Rating: 5/10
Synopsis
Some worlds are made to be broken.
Paul Tanasin is a young man haunted by visions of a dark and fantastic world?visions he initially believes are hallucinations. But when he discovers they are prophecies from Mirandus, a world in which he’s destined to become a fearsome destroyer, he’ll have to embrace the fear, rise up as the Dark One, and shatter everything. Dark One examines the dual roles we often take on in life―the ability to be a savior as well as a destroyer.
Review
I’m a big fan of anything Brandon Sanderson is involved with, and typically I’m engaged, impressed and enjoy his books. But somehow Dark One Volume 1 couldn’t connect with me.
The problems started with Brandon trying to mesh a narrative that gelled a present setting with a fantasy-driven grim world named Mirandus.
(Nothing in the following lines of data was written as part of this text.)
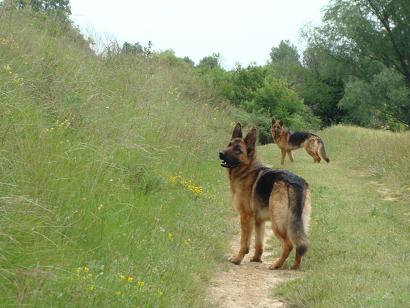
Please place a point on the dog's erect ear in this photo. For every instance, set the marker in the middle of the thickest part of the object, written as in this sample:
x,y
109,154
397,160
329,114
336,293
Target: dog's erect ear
x,y
250,141
237,131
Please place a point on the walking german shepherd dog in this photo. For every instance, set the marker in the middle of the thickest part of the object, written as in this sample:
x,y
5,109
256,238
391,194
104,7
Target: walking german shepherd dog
x,y
289,141
261,194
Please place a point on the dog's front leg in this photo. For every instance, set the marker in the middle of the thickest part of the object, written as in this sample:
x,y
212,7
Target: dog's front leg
x,y
247,222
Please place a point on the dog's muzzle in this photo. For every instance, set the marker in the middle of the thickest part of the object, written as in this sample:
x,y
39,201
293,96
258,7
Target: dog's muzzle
x,y
226,161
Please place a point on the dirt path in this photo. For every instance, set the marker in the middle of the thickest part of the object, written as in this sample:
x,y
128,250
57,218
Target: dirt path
x,y
249,284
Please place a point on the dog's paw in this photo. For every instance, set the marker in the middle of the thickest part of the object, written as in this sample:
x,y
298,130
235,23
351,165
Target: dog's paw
x,y
256,259
235,260
275,266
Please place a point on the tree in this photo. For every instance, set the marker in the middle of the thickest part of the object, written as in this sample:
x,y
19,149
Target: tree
x,y
130,48
368,41
210,62
59,6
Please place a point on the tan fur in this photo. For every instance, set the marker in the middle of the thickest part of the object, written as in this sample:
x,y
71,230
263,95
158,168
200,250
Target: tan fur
x,y
253,214
314,145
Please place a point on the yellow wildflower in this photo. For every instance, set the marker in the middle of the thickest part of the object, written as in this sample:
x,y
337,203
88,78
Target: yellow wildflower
x,y
140,283
122,277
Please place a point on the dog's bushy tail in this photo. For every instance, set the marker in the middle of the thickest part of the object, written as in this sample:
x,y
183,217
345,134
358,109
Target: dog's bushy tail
x,y
322,151
299,220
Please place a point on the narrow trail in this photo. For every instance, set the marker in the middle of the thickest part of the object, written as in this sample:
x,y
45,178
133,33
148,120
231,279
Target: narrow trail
x,y
249,284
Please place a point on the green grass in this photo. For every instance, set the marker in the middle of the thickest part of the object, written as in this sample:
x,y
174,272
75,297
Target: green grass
x,y
111,193
89,214
360,252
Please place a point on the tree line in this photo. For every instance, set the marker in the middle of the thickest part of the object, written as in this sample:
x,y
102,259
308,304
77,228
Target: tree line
x,y
354,70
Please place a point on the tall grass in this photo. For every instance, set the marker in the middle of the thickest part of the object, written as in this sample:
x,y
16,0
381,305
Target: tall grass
x,y
91,213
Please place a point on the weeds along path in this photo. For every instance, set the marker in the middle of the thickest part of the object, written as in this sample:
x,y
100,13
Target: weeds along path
x,y
249,284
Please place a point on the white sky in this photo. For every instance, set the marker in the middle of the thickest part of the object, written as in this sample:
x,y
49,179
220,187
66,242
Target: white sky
x,y
241,31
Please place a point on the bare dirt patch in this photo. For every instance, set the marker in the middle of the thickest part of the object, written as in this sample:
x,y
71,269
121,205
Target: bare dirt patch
x,y
386,193
249,284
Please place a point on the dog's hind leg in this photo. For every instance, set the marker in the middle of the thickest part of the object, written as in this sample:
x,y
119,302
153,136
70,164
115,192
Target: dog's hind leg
x,y
283,154
247,221
290,155
259,234
296,263
287,248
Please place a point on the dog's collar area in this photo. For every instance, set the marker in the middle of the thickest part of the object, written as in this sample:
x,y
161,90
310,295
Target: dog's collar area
x,y
225,164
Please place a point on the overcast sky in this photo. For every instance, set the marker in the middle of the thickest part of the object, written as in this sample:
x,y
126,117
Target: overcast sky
x,y
242,31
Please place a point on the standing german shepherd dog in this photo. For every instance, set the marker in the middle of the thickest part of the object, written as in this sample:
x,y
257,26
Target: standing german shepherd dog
x,y
261,194
289,141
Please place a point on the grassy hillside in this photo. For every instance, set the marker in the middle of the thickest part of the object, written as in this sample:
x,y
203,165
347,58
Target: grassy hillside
x,y
107,168
111,193
360,253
Usually Brandon or similar graphic novels would present this world-building in a way the reader has time to grasp its rules, settings, etc. But the pacing in Dark One moved way too fast for (at least me) to digest where we were, why Paul was there, and ultimately the pending conflict in between the light and the dark factions. It felt rushed and I have a feeling this story was meant for a larger medium such as a novel or novella, but not a graphic novel.
There were also a few moments where Paul’s motivations weren’t clear and why is he blundering forward in this alien world. I just couldn’t wrap my head around the characters’ motivations and how they meshed with the main plot.
The line work and coloring was great and probably the one area I enjoyed in this graphic novel. The styles reminded me of your modern drawings in Mile Morales’s Spiderman. But unfortunately, that wasn’t enough to win me over the confusing narrative.